Cholesterol is a fat-like substance. Your body makes some cholesterol, while other cholesterol comes from food. Having too much cholesterol in your body increases your risk of atherosclerosis, a buildup of plaque in your arteries that makes them harder and stiffer, increasing your risk of conditions like coronary heart disease. Cholesterol is a substance that makes up this plaque.
Does cheese contain cholesterol?
The answer is yes. Cheese does contain some cholesterol, traditionally made from cow’s milk, and is packed with nutrients, including calcium and protein, as well as other substances like sodium, cholesterol, and saturated fat.
Depending on the type of cheese you buy, it can make a significant contribution to your diet. This is an artery-clogging fat that should be limited because it can affect your heart if you eat a diet high in saturated fat over a long period of time.
A 1-ounce slice of Cheddar cheese contains 6 grams of saturated fat, which is about half the recommended daily intake of saturated fat (The recommended intake of saturated fat is usually 11 to 13 grams per day, based on a 2,000-calorie diet.)
Can You Eat Cheese If You Have High Cholesterol?
Cheese can be included in a healthy, balanced diet, even for people with high cholesterol. There is evidence that eating more than one serving of cheese per day does not increase blood cholesterol levels.

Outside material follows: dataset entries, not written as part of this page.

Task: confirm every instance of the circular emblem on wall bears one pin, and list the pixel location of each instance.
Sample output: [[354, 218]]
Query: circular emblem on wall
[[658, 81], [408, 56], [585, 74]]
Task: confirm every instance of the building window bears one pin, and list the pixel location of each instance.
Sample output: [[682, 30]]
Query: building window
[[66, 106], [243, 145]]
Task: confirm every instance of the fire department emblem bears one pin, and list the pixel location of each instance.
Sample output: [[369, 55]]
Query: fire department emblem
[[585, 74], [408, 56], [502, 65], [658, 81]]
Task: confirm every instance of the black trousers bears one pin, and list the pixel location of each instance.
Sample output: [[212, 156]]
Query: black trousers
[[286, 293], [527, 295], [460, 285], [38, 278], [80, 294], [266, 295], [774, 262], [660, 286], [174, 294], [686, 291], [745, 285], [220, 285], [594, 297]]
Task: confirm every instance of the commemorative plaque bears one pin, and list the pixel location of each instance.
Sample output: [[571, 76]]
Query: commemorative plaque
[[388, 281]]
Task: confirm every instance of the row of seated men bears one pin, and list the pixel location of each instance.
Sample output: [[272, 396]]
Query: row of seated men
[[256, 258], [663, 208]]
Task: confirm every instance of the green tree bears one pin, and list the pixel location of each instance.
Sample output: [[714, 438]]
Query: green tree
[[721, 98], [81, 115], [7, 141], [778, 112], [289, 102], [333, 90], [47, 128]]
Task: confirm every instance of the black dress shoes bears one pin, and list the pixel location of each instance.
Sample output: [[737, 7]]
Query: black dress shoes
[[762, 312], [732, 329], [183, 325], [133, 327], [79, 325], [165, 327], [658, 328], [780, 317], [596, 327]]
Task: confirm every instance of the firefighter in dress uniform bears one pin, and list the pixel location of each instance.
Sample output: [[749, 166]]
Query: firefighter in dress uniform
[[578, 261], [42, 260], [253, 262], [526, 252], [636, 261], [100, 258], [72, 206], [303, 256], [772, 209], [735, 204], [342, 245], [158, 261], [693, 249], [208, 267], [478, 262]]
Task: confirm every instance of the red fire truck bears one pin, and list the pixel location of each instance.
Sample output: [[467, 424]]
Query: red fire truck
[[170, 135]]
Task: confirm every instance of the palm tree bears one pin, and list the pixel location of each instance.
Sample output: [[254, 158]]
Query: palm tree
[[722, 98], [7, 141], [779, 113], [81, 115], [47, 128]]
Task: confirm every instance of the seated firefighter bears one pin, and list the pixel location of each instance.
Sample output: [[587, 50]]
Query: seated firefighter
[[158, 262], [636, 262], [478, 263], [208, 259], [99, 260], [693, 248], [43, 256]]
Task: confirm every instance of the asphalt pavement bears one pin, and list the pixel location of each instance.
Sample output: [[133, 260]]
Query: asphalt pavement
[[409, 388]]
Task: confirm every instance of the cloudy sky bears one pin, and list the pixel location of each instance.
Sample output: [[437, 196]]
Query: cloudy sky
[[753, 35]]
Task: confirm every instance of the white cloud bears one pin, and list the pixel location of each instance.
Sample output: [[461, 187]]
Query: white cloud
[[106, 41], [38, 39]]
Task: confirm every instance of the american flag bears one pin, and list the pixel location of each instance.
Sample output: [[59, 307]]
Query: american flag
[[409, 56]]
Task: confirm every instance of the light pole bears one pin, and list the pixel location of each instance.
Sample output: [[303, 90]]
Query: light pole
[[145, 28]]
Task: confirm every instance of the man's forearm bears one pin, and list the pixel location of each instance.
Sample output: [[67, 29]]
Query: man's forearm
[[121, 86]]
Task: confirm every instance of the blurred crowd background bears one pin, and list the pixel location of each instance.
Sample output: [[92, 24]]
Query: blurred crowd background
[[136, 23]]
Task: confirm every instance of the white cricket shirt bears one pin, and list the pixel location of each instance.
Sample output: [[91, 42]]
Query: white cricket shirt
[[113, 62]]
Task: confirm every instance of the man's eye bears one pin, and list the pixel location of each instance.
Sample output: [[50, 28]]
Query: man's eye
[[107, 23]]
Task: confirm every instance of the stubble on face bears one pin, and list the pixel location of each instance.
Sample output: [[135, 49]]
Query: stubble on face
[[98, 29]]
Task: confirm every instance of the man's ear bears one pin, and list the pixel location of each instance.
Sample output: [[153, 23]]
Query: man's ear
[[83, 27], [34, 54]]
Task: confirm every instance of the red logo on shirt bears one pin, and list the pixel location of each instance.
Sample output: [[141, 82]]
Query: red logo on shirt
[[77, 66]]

Patients with high cholesterol should choose low-fat cheeses, such as Swiss or low-fat Cheddar, which are lower in saturated fat than full-fat cheeses.
One recommendation is to choose cheeses that are higher in calcium. Nearly 40% of people over the age of 4 don’t get enough calcium, and the groups at highest risk for calcium deficiency include postmenopausal women and black and Asian people. Since cheese is a source of calcium, choosing cheeses that contain more calcium, such as part-skim mozzarella (1 ounce provides about 15% of the Daily Value), is a great choice.
How to incorporate cheese into a cholesterol-healthy diet
If you want to satisfy your cheese craving while still following a healthy low-cholesterol diet, consider these options:
- Grate some low-fat Cheddar cheese into fajita chicken and sauteed bell peppers and onions. The small pieces of cheese soak up the cheese flavor. Top with fresh avocado and salsa.
- Sprinkle Parmesan cheese into the egg mixture when you prepare a frittata or quiche.
- Combine a snack tray with low-fat Swiss cheese wrapped around apple slices and a little almond butter.
- Make a savory snack kebab with fat-free mozzarella, sliced tomatoes and cucumbers.
- Top the fat-free ricotta with fresh berries, walnuts and a dash of cinnamon.
- Try these Cheesy Portobello Chicken Cutlets with Broccoli.
Pair cheese with heart-healthy foods, like high-fiber fruits, vegetables, beans and whole grains, as in Balsamic-Parmesan Roasted Chickpeas and Veggies.